If you'd like the data to drive the topology of your SOM a bit more directly, try one of the SOM variants that change topology during training:
Growing SOM
Growing Neural Gas
Unfortunately these algorithms involve even more parameter tuning than plain SOM, but they might work for your application.
Kohenon has written on the issue of selecting parameters and map size for SOM in his book "MATLAB Implementations and Applications of the Self-Organizing Map". In some cases, he suggest the initial values can be arrived at after testing several sizes of the SOM to check that the cluster structures were shown with sufficient resolution and statistical accuracy.
my suggestion would be the following
SOM is distantly related to correspondence analysis. In statistics, they use 5*r^2 as a rule of thumb, where r is the number of rows/columns in a square setup
usually, one should use some criterion that is based on the data itself, meaning that you need some criterion for estimating the homogeneity. If a certain threshold would be violated, you would need more nodes. For checking the homogeneity you would need some records per node. Agai, from statistics you could learn that for simple tests (small number of variables) you would need around 20 records, for more advanced tests on some variables at least 8 records.
remember that the SOM represents a predictive model. So validation is the key, absolutely mandatory. Yet, validation of predictive models (see typeI / II error entry in Wiki) is a subject on its own.
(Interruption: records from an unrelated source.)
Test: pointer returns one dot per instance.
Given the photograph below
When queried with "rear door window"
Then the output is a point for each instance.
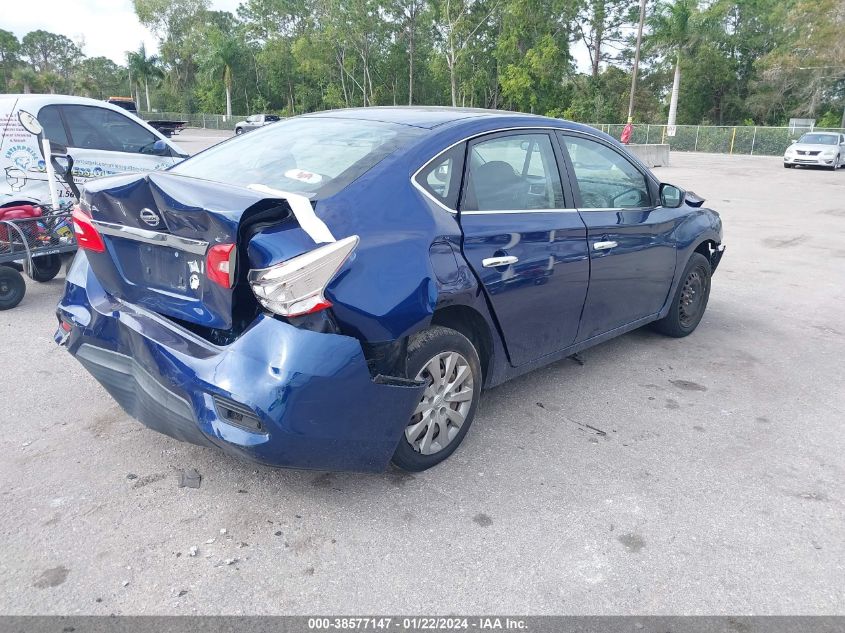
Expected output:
(515, 172)
(98, 128)
(442, 176)
(51, 120)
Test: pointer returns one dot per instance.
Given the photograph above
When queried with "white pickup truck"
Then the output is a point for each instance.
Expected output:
(102, 139)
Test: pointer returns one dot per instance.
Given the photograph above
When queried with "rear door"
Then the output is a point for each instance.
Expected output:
(524, 240)
(102, 141)
(632, 253)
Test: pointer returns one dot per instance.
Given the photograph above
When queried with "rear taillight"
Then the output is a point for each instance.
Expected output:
(296, 286)
(87, 235)
(220, 264)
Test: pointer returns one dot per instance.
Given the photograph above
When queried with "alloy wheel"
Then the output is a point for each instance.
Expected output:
(692, 297)
(444, 405)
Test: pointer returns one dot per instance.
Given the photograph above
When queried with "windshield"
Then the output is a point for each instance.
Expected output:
(818, 139)
(308, 155)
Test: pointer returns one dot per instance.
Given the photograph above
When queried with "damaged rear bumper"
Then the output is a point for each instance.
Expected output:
(277, 395)
(716, 257)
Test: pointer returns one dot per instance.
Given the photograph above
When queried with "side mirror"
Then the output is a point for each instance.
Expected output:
(671, 196)
(30, 123)
(160, 148)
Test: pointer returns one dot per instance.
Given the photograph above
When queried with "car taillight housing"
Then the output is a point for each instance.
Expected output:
(87, 235)
(296, 286)
(220, 264)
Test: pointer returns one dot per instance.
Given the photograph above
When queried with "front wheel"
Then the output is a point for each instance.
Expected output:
(447, 362)
(690, 300)
(12, 287)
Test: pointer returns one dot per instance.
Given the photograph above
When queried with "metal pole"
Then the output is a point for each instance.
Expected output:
(636, 63)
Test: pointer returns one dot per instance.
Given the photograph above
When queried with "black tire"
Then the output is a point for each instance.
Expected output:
(12, 287)
(690, 300)
(423, 348)
(45, 268)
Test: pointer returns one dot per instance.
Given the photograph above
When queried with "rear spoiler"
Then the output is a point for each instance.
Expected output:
(302, 211)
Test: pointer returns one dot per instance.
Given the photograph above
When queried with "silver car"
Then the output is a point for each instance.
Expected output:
(255, 121)
(820, 149)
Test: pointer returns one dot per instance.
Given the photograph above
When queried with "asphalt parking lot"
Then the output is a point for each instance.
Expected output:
(693, 476)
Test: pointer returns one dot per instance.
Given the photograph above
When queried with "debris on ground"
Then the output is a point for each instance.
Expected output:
(189, 478)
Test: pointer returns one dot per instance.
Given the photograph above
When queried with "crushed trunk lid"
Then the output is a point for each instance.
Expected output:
(159, 229)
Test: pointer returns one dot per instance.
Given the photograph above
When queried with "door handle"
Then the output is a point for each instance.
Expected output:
(495, 262)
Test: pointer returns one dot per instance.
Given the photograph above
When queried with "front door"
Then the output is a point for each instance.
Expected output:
(525, 243)
(102, 142)
(632, 253)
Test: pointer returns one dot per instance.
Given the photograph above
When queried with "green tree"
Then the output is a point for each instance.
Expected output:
(9, 51)
(143, 68)
(674, 33)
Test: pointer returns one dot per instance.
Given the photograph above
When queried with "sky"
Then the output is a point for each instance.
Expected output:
(104, 27)
(109, 28)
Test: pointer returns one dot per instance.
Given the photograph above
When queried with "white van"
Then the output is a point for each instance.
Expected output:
(102, 139)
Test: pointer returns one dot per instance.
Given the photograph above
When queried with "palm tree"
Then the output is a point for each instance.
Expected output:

And the acceptable risk as well as the risk structure also depend fully on your purpose.
You may test the dynamics of the error rate of the model by reducing its size more and more. Then take the smallest one with acceptable error.
It is a strength of the SOM to allow for empty nodes. Yet, there should not be too much of them. Let me say, less than 5%.
Taken all together, from experience, I would recommend the following criterion a minimum of the absolute number of 8..10 records, but those should not be more than 5% of all clusters.
Those 5% rule is of of course a heuristics, which however can be justified by the general usage of the confidence level in statistical tests. You may choose any percentage from 1% to 5%.